アリサ・リリーベル・シュタルクヘルトは死んだ
 とりあえず、ソファーに腰を下ろしたオルキデアは、向かいに座るティシュトリアが広げた資料に目を落とした。

「私が懇意にしているランタナ伯爵のお孫さんよ。名前はティファさん。歳は二十二」

 資料には、ランタナ伯爵の領地や家系図が書かれていた。
 クリップで留められた写真には、アリーシャと同い年くらいでウェーブがかかったブラウンの髪の女性が写っていたのだった。

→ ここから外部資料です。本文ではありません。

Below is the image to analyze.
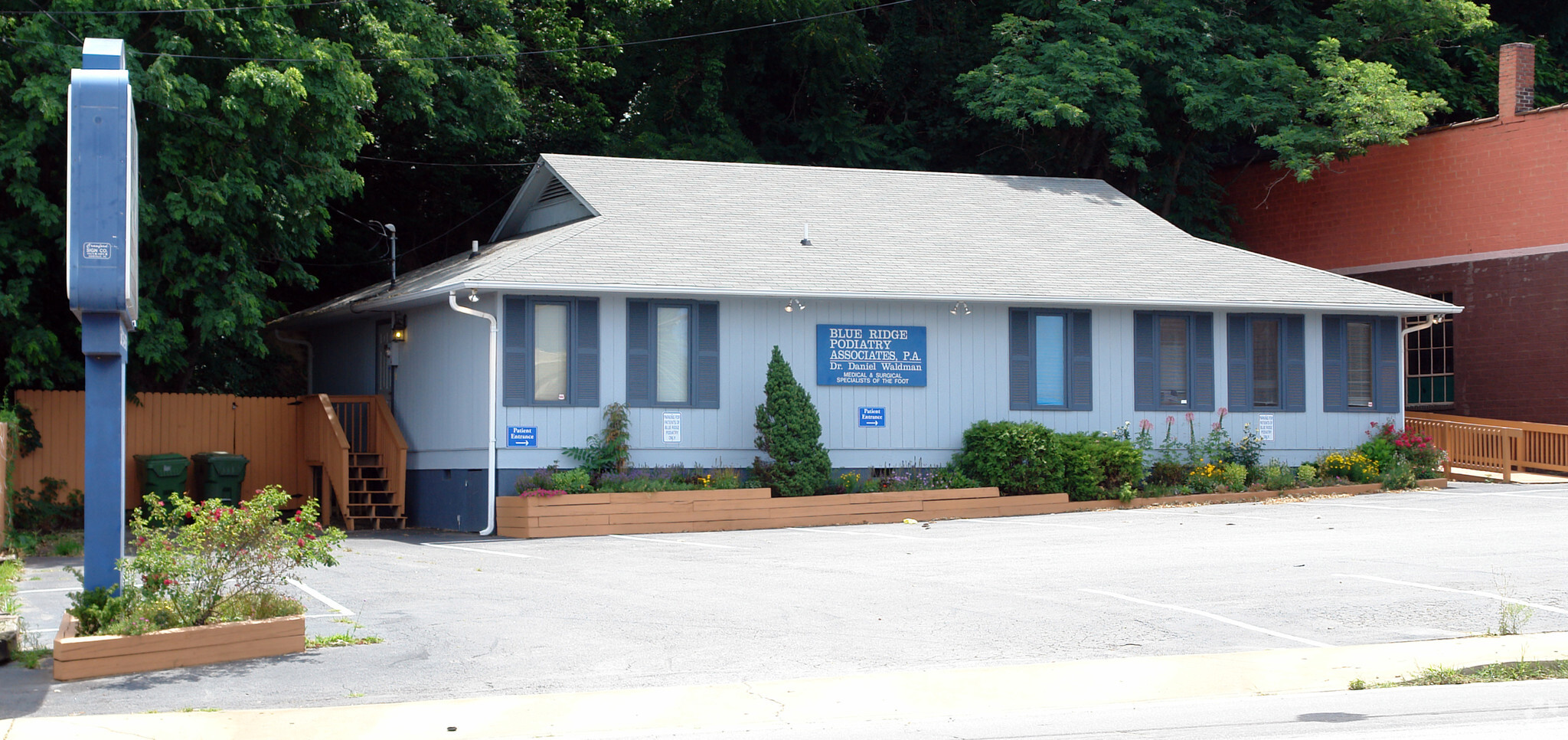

「どう? オーキッドにピッタリだと思うのだけど……」
「母上。目的は何ですか? 金ですか? ランタナ伯爵の財産ですか?」
「どうして、そんな事を言うの……?」

 悲しそうな振りをするティシュトリアを鼻で笑う。

「これまで、貴女はあちこちの男に寄生するように関係を持っていたでしょう。……生まれたばかりの俺を父上に押しつけてまで」

 ティシュトリアは若くして、オルキデアの父であるエラフ・アルバ・ラナンキュラスに嫁いだ。
 ティシュトリアの生家は伯爵家だったが、父親同士が懇意の中だった事もあって、名ばかりの貴族であったラナンキュラス家に嫁ぐ事になった。
 当時、エラフは三十になったばかりで、ティシュトリアは十八だった。

 伯爵家で使用人やメイドに傅かれて育ったティシュトリアにとって、貴族とはいえ、ほぼ平民と同じような生活を送るラナンキュラス家は許しがたいものだった。
 エラフと歳が離れているというのもあっただろう。

 エラフは政治家であり、二十代後半になるまで仕事一筋であった。
 ようやく、結婚や後継ぎについて考えるようになった頃には、周りの女性はほぼ嫁いでおり、残っていたのは亡くなったエラフの父が懇意にしていた伯爵の娘であるティシュトリアだけ。

 ようやく、ティシュトリアを嫁に迎えたはいいものの、文官として順風満帆だったエラフにとって、仕事も蔑ろに出来ない日が続いた。
 ティシュトリアに時間を割けない日が増えたのだった。

 新しい環境にも慣れず、歳の離れた夫にも会えない日々が続いたティシュトリアが、他の男に興味を持つのも時間の問題であった。

 ようやく、エラフがティシュトリアと向き合えた時、既にティシュトリアは他の男と関係を持っていた。
 それを知りつつも、エラフはティシュトリアを妻として愛し続けたのだった。

 やがて、ティシュトリアはエラフとの間に子を身篭った。
 子供が産まれれば男遊びは落ち着くかと、エラフを含めて周囲はそう思ったが、実際はそうではなかった。

 ティシュトリアは男子を出産すると、その赤子をエラフに押しつけて、男遊びを再開した。
 初めは、貴族を中心に関係を持っていたティシュトリアだったが、やがて身分や年齢、分け隔てなく、関係を持つようになった。
 貴族、軍人、政治家、商人、船乗り、平民の劇団員、劇作家、下町の店主。
 果ては、シュタルクヘルトからペルフェクト側に寝返った男たちとも関係を持った。

 男遊びが過激になったティシュトリアを、エラフは「仕事ばかりで、相手をしなかった自分が悪い」と言って、我慢し続けた。

 そんなティシュトリアに押し付けられた自分たちの息子に「オルキデア」と名付けると、近所に住む同じ名ばかりの貴族であるコーンウォール家や、先代の頃から屋敷に仕える者たちの手を借りて、どうにか育てた。

 けれども、やがて、ティシュトリアの過激な男遊びは、屋敷の財産を食い尽くす事になったのだった。